La finance au Luxembourg: vers un terrain de jeu assaini

skylineDeuxième article sur la présidence luxembourgeoise suite à notre voyage d’études à Luxembourg, le premier se trouve ici.

 

Le soft power de l’attractivité

L’attractivité de la place financière luxembourgeoise trouve notamment ses racines dans la Directive SICAV des années 1980, qui fait de l’administration de fonds l’Industrie phare du Luxembourg (3 600 mds € aujourd’hui). Cette Directive crée un passeport qui permet aux fonds de s’installer au Luxembourg, ouvrant la voie à la création d’un marché transfrontalier. Une expertise s’est ensuite construite autour de l’administration de fonds, avec laquelle peu de pays peuvent rivaliser. A cela s’ajoute deux autres activités: la Banque privée (300 mds d’avoir sous gestion) et l’Assurance, réassurance, assurance vie.

Le Luxembourg devient rapidement un Hub continental pour les banques européennes. En 1995, il compte 220 banques. Aujourd’hui, suite à la crise de 2008, il n’y en a plus « que » 143, mais dont les bilans ont globalement augmenté. Parmi les autres attraits pour les entreprises, il faut mentionner un cadre juridique très stable, la TVA la plus basse d’Europe ou la possibilité d’enregistrer des statuts d’entreprises directement en Anglais. En termes d’ouverture, le Luxembourg est le premier pays à accueillir une banque chinoise et joue aujourd’hui un rôle dans l’introduction du Yuan comme monnaie d’investissement. La plupart des fonds qui investissent en Chine d’ailleurs sont Luxembourgeois. Le pays s’intéresse depuis les années 1980 à la finance islamique qui impose justice, équité et transparence et se distingue des pratiques financières conventionnelles par une conception différente de la valeur du capital et du travail.

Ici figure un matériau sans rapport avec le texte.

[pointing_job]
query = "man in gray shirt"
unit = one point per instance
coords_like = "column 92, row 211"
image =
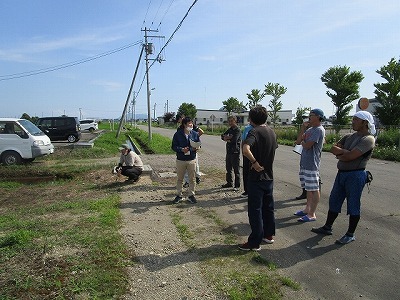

Les rescrits fiscaux et le Luxleaks

La publication en novembre 2014 de plusieurs articles relatifs à la négociation par l’administration fiscale luxembourgeoise de rescrits fiscaux (tax rulings) avec 340 multinationales permettant à ces dernières de bénéficier d’un taux d’imposition très faible, a placé le Grand-Duché sous le feu des critiques. En contre feu, l’adoption de la loi du 19 décembre 2014 a permis de donner une base légale à la pratique des rescrits fiscaux, tout en l’encadrant.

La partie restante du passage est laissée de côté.